Há mais camadas dentro de um panenka do que a mera valentia. A ciência oculta é divina. A corrida dissimulada, o retardar do gesto para não levantar suspeitas, o ângulo com que se coloca a bota nos tenros ossos da bola, a intensidade nostálgica com que se bate, às vezes minutos depois da última ação com aquela ferramenta redonda, ameaçando uma certa falta de sensibilidade. À quase ficção científica e transparente técnica junta-se a mentalidade, a explicação. Para quê?
Seis dias antes, Karim Benzema falhara dois penáltis no estádio do Osasuna. Na terça-feira, com um 2-4 a sangrar no marcador do estádio e de todas as televisões, acompanhado pelo bailado dos que representam a cor do céu, o francês não teve dúvidas, voltaria a bater o penálti. Pep Guardiola já tinha avisado: em tempos adversos, esta gente da realeza estica o dedo e implora por responsabilidade. Afinal, como dizia um poema de Pessoa, “os deuses são deuses porque não se pensam”.
Limpou o rosto na manga que sustenta a pesadíssima braçadeira de capitão daquela entidade interestelar, mirou o apito do árbitro que tardava em manifestar-se, trocou demoradamente um olhar cheio de luxúria com a bola, suspirou como quem estava tenso, mero fingidor, e voltou a cravar os olhos no apito, desinteressando-se pelo operário de luvas que tinha à sua frente, assim como a rede de pesca que garante o ganha-pão dos monstros.

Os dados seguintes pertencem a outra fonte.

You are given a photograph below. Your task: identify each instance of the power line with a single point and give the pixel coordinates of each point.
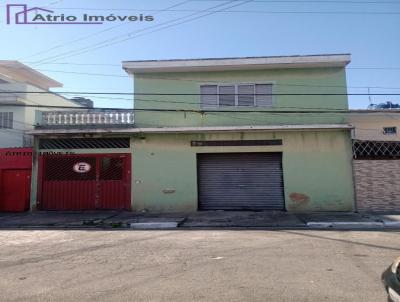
(90, 35)
(270, 12)
(157, 28)
(209, 110)
(312, 1)
(200, 94)
(194, 80)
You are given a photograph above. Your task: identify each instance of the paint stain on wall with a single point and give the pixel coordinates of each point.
(299, 198)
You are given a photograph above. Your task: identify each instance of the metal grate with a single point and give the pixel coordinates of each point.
(268, 142)
(111, 168)
(84, 143)
(67, 168)
(376, 149)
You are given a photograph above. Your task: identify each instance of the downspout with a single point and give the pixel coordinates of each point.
(352, 137)
(34, 174)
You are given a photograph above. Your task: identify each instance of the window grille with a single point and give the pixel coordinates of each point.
(376, 149)
(6, 120)
(240, 95)
(389, 130)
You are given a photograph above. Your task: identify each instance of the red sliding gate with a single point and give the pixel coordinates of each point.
(84, 182)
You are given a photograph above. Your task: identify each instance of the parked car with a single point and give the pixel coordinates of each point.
(391, 281)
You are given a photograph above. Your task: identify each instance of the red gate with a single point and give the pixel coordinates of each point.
(84, 182)
(15, 179)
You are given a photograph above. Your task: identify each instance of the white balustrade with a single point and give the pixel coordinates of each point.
(82, 118)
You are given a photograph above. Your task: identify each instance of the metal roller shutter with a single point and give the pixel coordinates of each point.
(240, 181)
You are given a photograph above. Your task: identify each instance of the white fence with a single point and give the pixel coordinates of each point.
(80, 118)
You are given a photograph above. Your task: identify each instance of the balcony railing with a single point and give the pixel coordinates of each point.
(87, 118)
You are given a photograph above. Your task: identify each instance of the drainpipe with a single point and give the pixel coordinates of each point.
(34, 174)
(352, 137)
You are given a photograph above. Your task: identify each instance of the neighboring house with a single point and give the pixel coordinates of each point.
(376, 151)
(209, 134)
(15, 120)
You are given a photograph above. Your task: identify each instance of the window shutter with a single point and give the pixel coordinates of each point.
(6, 120)
(245, 95)
(226, 95)
(10, 120)
(208, 95)
(264, 95)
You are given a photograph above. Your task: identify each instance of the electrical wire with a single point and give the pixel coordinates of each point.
(336, 111)
(90, 35)
(157, 28)
(199, 94)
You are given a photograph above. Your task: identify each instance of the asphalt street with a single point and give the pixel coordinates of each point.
(194, 265)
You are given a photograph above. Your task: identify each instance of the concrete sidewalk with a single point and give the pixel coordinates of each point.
(201, 219)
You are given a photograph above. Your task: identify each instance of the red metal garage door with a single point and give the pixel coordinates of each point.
(84, 182)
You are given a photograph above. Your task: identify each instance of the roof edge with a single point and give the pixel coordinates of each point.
(237, 63)
(193, 129)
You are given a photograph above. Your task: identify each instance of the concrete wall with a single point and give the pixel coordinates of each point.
(377, 185)
(311, 80)
(25, 117)
(316, 168)
(13, 137)
(370, 126)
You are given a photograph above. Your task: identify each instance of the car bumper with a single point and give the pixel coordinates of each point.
(392, 285)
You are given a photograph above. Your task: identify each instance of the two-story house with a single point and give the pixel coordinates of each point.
(262, 133)
(21, 87)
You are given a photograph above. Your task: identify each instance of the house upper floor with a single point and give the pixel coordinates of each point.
(240, 91)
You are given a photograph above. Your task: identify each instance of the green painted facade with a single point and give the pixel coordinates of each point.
(317, 169)
(285, 81)
(317, 164)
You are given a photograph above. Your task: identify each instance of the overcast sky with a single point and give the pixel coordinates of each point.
(369, 30)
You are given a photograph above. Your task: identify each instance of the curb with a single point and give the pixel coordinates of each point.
(153, 225)
(346, 224)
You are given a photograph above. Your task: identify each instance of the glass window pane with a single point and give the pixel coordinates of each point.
(226, 95)
(245, 95)
(208, 96)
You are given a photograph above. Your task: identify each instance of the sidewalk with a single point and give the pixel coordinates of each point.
(201, 219)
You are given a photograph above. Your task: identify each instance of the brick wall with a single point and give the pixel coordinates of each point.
(377, 185)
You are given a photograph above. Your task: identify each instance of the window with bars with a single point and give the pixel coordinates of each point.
(389, 130)
(6, 120)
(239, 95)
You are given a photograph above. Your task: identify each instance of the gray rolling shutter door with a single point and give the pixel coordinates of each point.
(240, 181)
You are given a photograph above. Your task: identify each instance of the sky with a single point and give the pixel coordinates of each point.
(369, 30)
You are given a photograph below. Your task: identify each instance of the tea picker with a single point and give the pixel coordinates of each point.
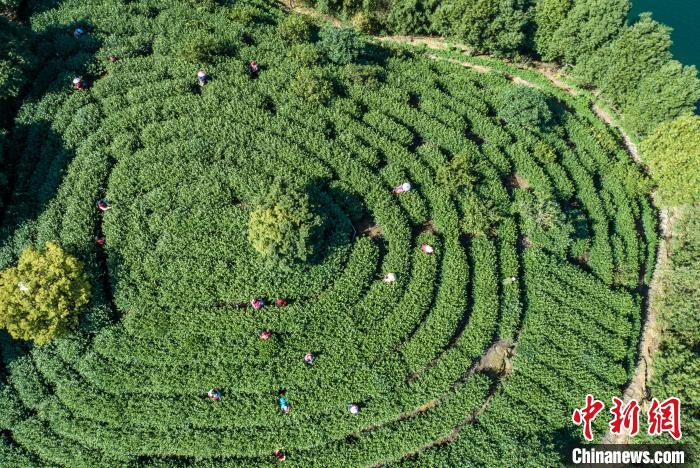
(79, 83)
(405, 187)
(103, 205)
(202, 78)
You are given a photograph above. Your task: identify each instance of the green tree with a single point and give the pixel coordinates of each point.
(495, 26)
(617, 68)
(340, 45)
(412, 16)
(660, 96)
(9, 8)
(40, 298)
(589, 25)
(460, 173)
(543, 222)
(548, 16)
(283, 226)
(312, 86)
(525, 106)
(294, 29)
(673, 155)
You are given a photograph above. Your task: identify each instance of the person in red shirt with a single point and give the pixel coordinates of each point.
(309, 358)
(103, 205)
(280, 456)
(78, 83)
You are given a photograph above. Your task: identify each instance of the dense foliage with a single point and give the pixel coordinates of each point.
(283, 226)
(41, 297)
(673, 155)
(522, 105)
(629, 63)
(182, 168)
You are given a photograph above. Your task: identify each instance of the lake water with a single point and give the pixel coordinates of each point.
(683, 16)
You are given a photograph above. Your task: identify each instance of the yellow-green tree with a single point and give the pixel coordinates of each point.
(40, 297)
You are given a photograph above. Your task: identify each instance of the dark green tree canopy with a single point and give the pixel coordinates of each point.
(673, 155)
(495, 26)
(340, 45)
(661, 95)
(283, 226)
(547, 17)
(617, 68)
(525, 106)
(590, 24)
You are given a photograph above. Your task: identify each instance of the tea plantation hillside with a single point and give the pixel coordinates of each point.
(542, 234)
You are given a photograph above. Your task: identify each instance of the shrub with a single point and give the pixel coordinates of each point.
(459, 173)
(203, 48)
(294, 29)
(305, 54)
(283, 225)
(363, 75)
(521, 105)
(339, 45)
(479, 216)
(244, 14)
(312, 85)
(40, 298)
(673, 156)
(495, 26)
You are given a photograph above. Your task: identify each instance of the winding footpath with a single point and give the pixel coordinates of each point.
(637, 389)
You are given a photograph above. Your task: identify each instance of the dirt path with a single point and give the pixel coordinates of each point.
(637, 389)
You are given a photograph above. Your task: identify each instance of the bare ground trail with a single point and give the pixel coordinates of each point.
(637, 389)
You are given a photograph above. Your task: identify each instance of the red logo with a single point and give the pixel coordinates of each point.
(624, 417)
(665, 417)
(587, 414)
(662, 417)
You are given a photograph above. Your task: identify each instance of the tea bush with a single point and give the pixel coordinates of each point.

Quando ouviu o silvo, moveu-se como se estivesse atrasado para alguma coisa e tocou na bola como quem arranca algo gentilmente com uma colher. Enquanto a bola viajava para a baliza, atrás da mesma uma adepta teve tempo para abrir a boca e colocar a mão esquerda na cabeça, permitindo à outra descansar no peito. A trajetória da bola, que se fez panenka durante o périplo aéreo e fugaz, subiu mais do que a tradição recomenda. Golo. Quatro-três e servida a promessa de uma tremenda segunda mão no Santiago Bernabéu, onde 90 minutos é muito tempo.